Private equity has spent decades cultivating its mystique. The locked-up capital. The long horizons. The opacity. The whispered returns. The whole appeal is, at least in part, that it is categorically not like other investing. You commit your money for years. You have limited visibility into what it is worth in the interim. You collect, eventually, a premium that is either compensation for the illiquidity or an artefact of smoothed valuations, depending on which academic you ask.
LQPE would like to offer you a version of that experience, daily. It is an actively managed ETF holding between 250 and 350 public securities chosen because they exhibit characteristics of the kinds of companies PE funds typically target, with a derivatives overlay to replicate the leverage PE funds typically apply. It lists on the NYSE. The expense ratio is 1.25%. You can be out of it before lunch.
What you are buying, then, is private equity's aesthetic applied to a portfolio of public companies, with full ETF liquidity. This is either a genuinely interesting attempt to give ordinary investors access to a return profile historically reserved for large institutions, or it is a very elaborate route to something resembling the public equity market. Possibly both. The fund exists and is operational, which already puts it ahead of several ideas that have been described to me at conferences.
A semiconductor fund from one of China's larger asset managers, listed on the Hong Kong Stock Exchange under the ticker 3486. The timing is not subtle. Every government on the planet has recently decided that semiconductor supply chains are a matter of national survival, and has responded by subsidising, restricting, or politically weaponising them accordingly.

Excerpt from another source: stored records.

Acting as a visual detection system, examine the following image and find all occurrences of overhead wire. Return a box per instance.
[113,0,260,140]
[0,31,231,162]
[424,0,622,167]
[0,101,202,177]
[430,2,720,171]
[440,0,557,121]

Into this environment, a Chinese asset manager has listed a semiconductor ETF in Hong Kong, tracking companies involved in the design, manufacture, and packaging of chips across Asia, at a moment when the gap between regional ambition and regional capability in that sector remains one of the more consequential open questions in global technology.
Whether that makes it a compelling investment or a geopolitical statement or both is, as ever, left to the market.
Not the Nasdaq-100. Not the NYSE Composite. The NYSE 100, tracking the 100 largest non-financial companies listed on the New York Stock Exchange, which you will be forgiven for not having had strong views about until now.
It comes in two flavours: NYSX on the NYSE for US investors, and NYSX on the Toronto Stock Exchange for Canadian investors who would like the same exposure in a domestically-regulated wrapper. The ticker itself is a small masterpiece of nominal efficiency. A fund tracking the NYSE, carrying the ticker NYSX, listed on the NYSE. Whoever named it is either very literal or very pleased with themselves. Possibly both.
The NYSE 100 tilts toward industrials, healthcare, energy, and materials rather than technology. It is, in effect, a large-cap US benchmark for investors who feel that the Nasdaq-100 has become somewhat dominated by a small number of very large technology companies, which is a polite way of describing something that is also just factually true. Whether avoiding that concentration is wisdom or stubbornness depends entirely on what those companies do next.